5 min read

Why Apache Parquet/GeoParquet is key for Cloud Geodata Management

Why Apache Parquet/GeoParquet is key for Cloud Geodata Management

Introduction

Geodata projects typically require large amounts of data. They keep growing as projects evolve. To handle such growing amounts of data, cloud solutions become more and more popular replacing classical desktop applications. However, such geodata projects commonly involve a highly heterogeneous set of data files and formats that are not optimised for cloud applications. The large variety of files and formats originates from the different sensor types and survey purposes. For instance, large offshore infrastructure projects typically involve data from satellites, but also from hydroacoustic measurements and seafloor samples. Efficient data management therefore requires the unification of the data files into formats optimised for cloud solutions. Such a big-data-ready format is the Parquet file and the GeoParquet file for geodata, which we will introduce in this blog.

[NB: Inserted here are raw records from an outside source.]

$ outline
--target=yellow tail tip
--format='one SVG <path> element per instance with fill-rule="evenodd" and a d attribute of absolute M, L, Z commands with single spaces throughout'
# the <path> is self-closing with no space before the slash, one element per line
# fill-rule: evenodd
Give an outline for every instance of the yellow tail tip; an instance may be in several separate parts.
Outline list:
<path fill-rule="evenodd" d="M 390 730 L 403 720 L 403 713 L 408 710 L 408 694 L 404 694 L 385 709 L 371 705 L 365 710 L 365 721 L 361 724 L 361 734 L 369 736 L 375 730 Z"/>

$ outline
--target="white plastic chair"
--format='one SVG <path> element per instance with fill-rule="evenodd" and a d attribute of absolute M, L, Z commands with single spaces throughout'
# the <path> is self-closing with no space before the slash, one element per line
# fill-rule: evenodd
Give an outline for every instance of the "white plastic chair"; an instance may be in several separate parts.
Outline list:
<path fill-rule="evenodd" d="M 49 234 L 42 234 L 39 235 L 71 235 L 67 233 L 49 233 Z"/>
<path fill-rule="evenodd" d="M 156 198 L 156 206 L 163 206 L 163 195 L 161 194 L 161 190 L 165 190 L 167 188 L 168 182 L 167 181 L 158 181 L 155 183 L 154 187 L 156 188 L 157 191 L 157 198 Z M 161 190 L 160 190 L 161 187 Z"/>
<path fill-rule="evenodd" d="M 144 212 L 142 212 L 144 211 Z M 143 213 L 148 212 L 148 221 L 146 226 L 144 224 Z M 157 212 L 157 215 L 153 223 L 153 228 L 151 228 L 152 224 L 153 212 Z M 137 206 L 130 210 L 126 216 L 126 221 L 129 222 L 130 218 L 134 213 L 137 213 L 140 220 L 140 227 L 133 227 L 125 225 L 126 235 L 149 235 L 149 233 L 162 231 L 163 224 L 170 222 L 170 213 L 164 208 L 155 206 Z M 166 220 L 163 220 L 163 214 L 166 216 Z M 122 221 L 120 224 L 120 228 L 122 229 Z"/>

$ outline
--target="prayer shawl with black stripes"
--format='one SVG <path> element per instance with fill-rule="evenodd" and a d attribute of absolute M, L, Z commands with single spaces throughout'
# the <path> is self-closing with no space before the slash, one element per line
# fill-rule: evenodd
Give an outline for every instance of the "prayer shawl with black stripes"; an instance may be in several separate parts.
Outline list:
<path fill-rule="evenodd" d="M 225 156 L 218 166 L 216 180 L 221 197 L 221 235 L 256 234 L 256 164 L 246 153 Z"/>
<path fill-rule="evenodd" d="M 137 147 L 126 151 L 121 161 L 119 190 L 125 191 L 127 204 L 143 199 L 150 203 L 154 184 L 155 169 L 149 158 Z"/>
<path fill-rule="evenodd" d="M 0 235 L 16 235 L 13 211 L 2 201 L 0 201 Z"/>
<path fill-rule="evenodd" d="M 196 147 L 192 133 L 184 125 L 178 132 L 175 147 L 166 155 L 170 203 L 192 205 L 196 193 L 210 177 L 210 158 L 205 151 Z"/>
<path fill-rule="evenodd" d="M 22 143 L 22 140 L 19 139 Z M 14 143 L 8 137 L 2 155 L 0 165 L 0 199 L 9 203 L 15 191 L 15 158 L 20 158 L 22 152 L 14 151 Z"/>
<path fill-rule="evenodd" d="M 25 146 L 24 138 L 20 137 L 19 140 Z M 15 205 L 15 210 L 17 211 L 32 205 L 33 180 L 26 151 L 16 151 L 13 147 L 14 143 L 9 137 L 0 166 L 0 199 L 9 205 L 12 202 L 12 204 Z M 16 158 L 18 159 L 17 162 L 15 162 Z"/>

Overview of the Parquet/GeoParquet Format

Ever larger projects and increasing data volumes require efficient ways to store, transfer, and analyse data. The Apache Software Foundation tackled this problem by introducing the Apache Parquet file format. The foundation has a large community with over 8,400 committers, provides open-source software, and is sponsored by all Big Tech companies (AWS, Google, Apple, Microsoft, Facebook) and many other big companies (e.g., VISA, IBM, Salesforce, Indeed, Huawei). With this immense technological and financial support, the Parquet format, software, and infrastructure will continue to be maintained and improved in the foreseeable future.

The first version of the Parquet format, 1.0.0, was released in July 2013 (Wikipedia). The current file format version is 2.9.0, marking it a well-established file format in the software industry. Prominent Parquet format users dealing with large data sets include, e.g., Uber, Airbnb, and Facebook. In addition, the developer community introduced the GeoParquet file format a few years ago (the official repository was created on 08/2021). The GeoParquet format optimises the Parquet format for geospatial data, e.g., storing specific geodata types (point, line, polygon) and their location information (CRS - coordinate reference system) for correct map display. Despite its quite recent development, the GeoParquet has been integrated into major commercial GIS software such as ESRI’s ArcGIS (ArcGIS Geoanalytics Engine) and the open-source GIS software, QGIS.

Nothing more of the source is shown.